Cette étape, indispensable dans le développement du médicament, est réalisée sur des sujets sains ou sur des patients. Elle intervient après les études menées in vitro (étude en laboratoire, dans des conditions artificielles) et chez l’animal (études précliniques).

Pourquoi les essais cliniques sont-ils nécessaires ?

Les essais cliniques sont essentiels pour faire progresser la médecine, car ils sont à l’origine de nouvelles façons de prévenir, de détecter ou de traiter les maladies. Ils permettent de mieux comprendre les pathologies, de mettre à disposition de nouveaux traitements, mais également de définir les populations de patients pour lesquelles ils sont le plus efficaces.

En moyenne, il faut tester près de 10 000 molécules, ce qui équivaut à une dizaine d’années de recherches, pour pouvoir mettre à disposition des patients un seul médicament.

Phase I, phase II, phase III : que signifie cette classification ?

Pour obtenir une Autorisation de Mise sur le Marché (AMM), le développement clinique d’un médicament se déroule en 3 phases, qui correspondent chacune à type de test précis :

  • Phase I : essai clinique évaluant la sécurité d’un médicament expérimental sur un petit nombre de sujets sains ou de patients.
  • Phase II : essai clinique évaluant la posologie, la sécurité et l’efficacité d’un médicament expérimental sur un petit nombre de patients atteints par la pathologie étudiée.
  • Phase III : essai clinique évaluant la sécurité et l’efficacité d’un médicament expérimental sur un grand nombre de patients atteints par la pathologie étudiée. Ce sont des études à grande échelle qui sont, la plupart du temps, conduites sur plusieurs années. Sur la base des résultats obtenus après la phase III, le laboratoire pharmaceutique peut déposer un dossier de demande d’Autorisation de Mise sur le Marché (AMM) auprès des autorités de santé compétentes.
Quelle procédure le laboratoire doit-il suivre pour mettre en place un essai clinique ?
Avant de démarrer un essai clinique, le laboratoire pharmaceutique (appelé « promoteur ») doit obtenir un avis favorable du Comité de Protection des Personnes (CPP) et une autorisation de l’Agence Nationale de Sécurité du Médicament et des produits de santé (ANSM). L’essai est ensuite réalisé sous la conduite d'équipes de médecins (appelés investigateurs) compétentes, formées et expérimentées qui connaissent avec précision la maladie, les traitements existants et les conditions requises pour conduire une recherche.

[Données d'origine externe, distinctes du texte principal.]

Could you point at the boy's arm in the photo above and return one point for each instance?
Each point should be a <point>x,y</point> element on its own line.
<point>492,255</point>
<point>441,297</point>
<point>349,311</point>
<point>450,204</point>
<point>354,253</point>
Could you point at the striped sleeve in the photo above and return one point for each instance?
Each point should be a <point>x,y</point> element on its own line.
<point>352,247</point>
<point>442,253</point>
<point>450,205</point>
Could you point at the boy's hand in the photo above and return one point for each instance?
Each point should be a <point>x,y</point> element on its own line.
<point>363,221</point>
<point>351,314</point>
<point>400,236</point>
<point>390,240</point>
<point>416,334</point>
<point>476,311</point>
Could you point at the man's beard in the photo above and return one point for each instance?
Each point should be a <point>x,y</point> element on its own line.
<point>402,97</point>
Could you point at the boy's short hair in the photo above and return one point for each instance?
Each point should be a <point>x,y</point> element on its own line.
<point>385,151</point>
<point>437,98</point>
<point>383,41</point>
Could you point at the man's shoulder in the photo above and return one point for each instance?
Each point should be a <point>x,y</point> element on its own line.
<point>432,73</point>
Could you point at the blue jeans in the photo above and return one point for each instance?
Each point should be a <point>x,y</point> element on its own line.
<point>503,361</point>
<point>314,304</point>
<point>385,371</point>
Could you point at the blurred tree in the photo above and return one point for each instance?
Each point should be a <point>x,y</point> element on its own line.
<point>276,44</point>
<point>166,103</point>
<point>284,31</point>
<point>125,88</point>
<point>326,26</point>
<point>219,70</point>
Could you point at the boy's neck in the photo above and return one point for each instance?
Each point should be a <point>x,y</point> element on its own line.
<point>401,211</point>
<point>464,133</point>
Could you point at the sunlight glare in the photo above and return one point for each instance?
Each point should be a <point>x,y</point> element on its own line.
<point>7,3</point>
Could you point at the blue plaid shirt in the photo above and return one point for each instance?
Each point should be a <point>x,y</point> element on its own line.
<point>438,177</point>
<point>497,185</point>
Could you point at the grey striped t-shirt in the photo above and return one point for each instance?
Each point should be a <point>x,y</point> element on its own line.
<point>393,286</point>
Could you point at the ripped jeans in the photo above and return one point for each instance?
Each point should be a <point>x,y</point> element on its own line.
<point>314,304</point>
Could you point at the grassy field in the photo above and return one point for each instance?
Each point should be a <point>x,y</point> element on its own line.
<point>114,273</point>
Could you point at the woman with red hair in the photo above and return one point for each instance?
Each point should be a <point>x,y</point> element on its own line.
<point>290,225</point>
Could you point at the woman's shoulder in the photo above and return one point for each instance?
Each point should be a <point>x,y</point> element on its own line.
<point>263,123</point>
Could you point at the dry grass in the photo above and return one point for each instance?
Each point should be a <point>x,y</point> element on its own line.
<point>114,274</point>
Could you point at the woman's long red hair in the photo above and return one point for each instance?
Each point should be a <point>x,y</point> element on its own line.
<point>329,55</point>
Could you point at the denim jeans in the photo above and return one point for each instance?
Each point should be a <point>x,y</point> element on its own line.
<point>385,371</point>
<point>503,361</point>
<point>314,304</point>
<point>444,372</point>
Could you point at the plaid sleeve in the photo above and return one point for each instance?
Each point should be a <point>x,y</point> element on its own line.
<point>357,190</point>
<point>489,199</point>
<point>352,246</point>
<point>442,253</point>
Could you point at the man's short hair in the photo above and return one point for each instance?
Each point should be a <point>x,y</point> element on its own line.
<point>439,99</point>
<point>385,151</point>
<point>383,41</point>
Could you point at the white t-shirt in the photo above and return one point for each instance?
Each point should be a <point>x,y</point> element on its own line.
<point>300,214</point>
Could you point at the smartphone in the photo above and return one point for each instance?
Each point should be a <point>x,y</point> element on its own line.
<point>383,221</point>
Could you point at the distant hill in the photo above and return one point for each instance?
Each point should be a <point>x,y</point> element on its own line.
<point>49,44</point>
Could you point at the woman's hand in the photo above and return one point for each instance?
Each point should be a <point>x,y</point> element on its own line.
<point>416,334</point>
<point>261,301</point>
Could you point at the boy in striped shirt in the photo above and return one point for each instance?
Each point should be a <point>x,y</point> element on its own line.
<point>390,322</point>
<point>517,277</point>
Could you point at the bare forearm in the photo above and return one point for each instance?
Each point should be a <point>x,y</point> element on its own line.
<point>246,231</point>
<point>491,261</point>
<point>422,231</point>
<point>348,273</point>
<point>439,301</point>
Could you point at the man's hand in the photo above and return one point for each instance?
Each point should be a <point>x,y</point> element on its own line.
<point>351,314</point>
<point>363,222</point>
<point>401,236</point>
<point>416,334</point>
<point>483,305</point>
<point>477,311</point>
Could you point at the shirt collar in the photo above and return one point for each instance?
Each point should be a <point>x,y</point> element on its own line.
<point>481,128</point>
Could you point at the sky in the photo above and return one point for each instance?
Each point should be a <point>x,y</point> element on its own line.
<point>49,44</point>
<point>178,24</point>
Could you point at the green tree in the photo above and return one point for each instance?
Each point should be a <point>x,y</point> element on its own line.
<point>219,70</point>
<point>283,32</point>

L'objectif, les conditions de réalisation et de déroulement de l'essai, les modalités d'inclusion, d'information, de traitement et de surveillance des personnes participant à l'essai par les médecins investigateurs, et les procédures de recueil des informations sur l'efficacité et la tolérance des médicaments, sont notamment définis dans un protocole préétabli.

Les CPP sont des structures régionales dont les membres sont bénévoles, tenus au secret professionnel, indépendants vis-à-vis des investigateurs et des promoteurs. Leurs missions sont de s’assurer de la protection des participants à l’essai et de la pertinence de la recherche. Ils vérifient que l’évaluation du rapport bénéfice/risque de l’essai est satisfaisante et que la méthodologie est bien adaptée.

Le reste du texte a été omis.